Closed luciansmith closed 2 years ago
Seems somewhat hard to fix.
This StackOverflow post suggests a few Python packages for dealing with this https://stackoverflow.com/questions/436220/how-to-determine-the-encoding-of-text
If we can't fix it, just noticing it and reporting to the curator should be sufficient, then.
(There may be a subset we could recognize and fix--just fixing smart quotes and dashes would get maybe 80% of the way there.)
I think that 053cdc40260030a656ab3f69937989db28c33f88 distorts some of the meaning by removing the bad characters. Some appear to need to be replaced with Greek characters e.g., \mu M
I'm sure that's the case. In many (if not most) cases, I couldn't even tell what the original character was supposed to be.
If we don't know what the character is intended to be, I'd suggest replacing the bad character with ?
. This would communicate the uncertainty rather than distorting the meaning.
See #104 for recommendations for how to do this.
OK! This was actually simply my own fault for trying to read in UTF-8 files (which the XML is expressly labeled as) in Python with a bare 'open' command. It turns out that if you're reading a UTF-8 file, you need to say this explicitly:
f = open(file, "r", encoding="utf-8")
Thank for the pointers to the python packages; they were helpful in making me realize the files were always in utf-8 just like they should be.
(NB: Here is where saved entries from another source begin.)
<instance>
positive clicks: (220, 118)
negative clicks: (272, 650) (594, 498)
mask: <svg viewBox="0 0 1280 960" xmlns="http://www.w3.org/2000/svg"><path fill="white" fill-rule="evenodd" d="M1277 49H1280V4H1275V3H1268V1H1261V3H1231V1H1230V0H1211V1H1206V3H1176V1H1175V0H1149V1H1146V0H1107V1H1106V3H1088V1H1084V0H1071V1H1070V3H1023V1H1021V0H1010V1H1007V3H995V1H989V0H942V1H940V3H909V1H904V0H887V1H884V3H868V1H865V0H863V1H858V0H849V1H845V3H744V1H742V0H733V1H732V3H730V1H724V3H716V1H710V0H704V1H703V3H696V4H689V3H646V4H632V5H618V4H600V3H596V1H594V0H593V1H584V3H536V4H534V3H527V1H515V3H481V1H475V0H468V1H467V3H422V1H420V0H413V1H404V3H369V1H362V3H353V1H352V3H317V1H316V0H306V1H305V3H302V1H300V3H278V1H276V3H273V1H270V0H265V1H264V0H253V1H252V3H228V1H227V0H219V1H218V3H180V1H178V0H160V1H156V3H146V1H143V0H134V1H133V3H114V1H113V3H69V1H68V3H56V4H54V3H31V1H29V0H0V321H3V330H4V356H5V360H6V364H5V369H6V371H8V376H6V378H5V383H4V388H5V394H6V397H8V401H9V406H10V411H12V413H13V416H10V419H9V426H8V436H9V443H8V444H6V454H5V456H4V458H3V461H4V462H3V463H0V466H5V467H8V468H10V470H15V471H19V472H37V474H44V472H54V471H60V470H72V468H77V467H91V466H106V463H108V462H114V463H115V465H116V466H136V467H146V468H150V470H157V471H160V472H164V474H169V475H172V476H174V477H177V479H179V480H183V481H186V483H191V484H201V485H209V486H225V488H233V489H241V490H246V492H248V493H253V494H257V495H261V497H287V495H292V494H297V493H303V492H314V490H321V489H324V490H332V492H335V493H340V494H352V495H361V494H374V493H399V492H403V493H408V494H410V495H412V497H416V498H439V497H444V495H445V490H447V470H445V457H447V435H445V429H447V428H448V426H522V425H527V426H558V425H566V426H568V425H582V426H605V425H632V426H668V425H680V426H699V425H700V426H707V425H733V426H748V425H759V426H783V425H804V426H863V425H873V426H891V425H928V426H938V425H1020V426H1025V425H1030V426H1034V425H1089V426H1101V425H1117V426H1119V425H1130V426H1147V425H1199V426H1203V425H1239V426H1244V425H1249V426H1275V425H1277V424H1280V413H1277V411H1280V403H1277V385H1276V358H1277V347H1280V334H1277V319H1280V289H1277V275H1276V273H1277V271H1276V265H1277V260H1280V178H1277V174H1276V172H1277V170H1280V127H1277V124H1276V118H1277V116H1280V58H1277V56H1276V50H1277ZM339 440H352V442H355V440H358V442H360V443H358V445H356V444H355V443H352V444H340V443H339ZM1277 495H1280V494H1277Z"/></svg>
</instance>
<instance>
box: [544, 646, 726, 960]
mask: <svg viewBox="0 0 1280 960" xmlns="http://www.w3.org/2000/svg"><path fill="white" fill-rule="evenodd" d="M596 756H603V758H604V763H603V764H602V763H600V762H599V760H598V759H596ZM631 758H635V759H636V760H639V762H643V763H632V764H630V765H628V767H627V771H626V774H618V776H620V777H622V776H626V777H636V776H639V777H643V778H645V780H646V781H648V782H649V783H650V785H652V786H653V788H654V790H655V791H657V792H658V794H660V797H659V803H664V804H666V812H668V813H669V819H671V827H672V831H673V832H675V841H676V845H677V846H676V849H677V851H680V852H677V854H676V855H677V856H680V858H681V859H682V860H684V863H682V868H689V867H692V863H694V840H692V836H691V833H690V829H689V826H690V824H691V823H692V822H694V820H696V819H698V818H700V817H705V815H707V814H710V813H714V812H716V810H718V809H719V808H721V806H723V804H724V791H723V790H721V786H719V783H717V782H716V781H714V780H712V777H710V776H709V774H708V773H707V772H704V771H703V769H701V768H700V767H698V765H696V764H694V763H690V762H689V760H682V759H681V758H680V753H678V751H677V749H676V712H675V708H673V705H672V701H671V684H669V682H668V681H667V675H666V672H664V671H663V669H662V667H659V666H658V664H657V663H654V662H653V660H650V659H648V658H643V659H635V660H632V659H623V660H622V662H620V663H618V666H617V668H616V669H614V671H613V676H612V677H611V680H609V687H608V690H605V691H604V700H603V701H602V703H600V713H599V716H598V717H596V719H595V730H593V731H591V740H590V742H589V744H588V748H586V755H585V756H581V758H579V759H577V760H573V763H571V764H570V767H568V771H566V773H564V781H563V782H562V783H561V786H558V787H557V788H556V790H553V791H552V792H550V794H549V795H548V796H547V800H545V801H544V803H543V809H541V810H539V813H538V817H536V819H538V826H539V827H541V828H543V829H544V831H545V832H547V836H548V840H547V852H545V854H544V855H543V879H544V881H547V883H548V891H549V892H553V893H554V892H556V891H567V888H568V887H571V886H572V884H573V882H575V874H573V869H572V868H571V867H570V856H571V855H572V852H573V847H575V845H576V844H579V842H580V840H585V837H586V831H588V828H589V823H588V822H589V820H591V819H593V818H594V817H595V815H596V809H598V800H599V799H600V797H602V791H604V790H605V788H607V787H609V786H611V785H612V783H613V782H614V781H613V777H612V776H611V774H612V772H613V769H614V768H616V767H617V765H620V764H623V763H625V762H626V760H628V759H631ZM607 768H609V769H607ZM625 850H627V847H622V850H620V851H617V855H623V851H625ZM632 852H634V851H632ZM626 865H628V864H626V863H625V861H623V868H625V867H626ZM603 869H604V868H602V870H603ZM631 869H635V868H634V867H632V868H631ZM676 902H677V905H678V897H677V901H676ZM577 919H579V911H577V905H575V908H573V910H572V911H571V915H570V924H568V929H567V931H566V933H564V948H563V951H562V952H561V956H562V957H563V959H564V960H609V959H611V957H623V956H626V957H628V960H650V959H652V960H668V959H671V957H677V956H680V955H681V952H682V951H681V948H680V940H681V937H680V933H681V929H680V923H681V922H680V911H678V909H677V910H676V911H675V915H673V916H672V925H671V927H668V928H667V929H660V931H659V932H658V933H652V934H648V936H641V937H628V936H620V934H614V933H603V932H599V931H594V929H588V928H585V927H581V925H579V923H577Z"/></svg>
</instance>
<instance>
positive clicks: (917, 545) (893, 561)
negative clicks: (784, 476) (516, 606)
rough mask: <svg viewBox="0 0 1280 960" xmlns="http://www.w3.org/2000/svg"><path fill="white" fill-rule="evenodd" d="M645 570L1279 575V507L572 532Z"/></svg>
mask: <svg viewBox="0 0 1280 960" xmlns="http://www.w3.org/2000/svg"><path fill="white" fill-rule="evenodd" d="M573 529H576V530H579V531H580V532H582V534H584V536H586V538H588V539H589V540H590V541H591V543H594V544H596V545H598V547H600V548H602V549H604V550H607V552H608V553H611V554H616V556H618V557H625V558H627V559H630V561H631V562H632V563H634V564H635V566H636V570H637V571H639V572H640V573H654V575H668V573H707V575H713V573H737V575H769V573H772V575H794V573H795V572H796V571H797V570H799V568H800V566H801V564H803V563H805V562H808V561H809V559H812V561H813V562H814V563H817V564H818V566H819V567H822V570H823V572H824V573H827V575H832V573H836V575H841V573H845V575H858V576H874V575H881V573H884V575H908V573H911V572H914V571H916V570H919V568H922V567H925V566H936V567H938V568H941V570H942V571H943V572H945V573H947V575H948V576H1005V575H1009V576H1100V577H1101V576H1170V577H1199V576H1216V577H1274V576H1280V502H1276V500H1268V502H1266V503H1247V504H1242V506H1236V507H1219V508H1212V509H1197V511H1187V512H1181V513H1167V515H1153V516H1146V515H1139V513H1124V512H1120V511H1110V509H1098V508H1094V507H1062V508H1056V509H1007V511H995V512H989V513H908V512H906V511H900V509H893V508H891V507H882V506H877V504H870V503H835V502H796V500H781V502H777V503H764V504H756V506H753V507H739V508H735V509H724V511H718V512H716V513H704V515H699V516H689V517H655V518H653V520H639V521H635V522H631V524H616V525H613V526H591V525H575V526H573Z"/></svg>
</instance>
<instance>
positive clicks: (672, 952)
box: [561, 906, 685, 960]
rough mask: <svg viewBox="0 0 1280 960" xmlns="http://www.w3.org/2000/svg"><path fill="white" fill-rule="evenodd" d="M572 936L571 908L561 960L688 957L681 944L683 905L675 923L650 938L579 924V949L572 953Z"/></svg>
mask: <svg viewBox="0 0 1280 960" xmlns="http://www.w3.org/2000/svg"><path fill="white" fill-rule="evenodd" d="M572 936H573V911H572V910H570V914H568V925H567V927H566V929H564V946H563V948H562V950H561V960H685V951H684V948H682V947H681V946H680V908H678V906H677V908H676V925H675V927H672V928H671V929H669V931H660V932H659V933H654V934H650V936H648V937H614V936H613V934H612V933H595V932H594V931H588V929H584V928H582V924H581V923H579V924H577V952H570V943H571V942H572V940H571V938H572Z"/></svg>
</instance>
Many SBML files have character encoding issues, particularly in author lists and abstracts where things are cut and pasted in from one character encoding scheme to a different one. In many cases, this makes it impossible for (say) Python to read the file directly (though it can be read by libsbml anyway. Need to investigate what it does with the encoding.) This should be tested at least, and ideally fixed.
See https://github.com/sys-bio/temp-biomodels/commit/053cdc40260030a656ab3f69937989db28c33f88 for manual fixes.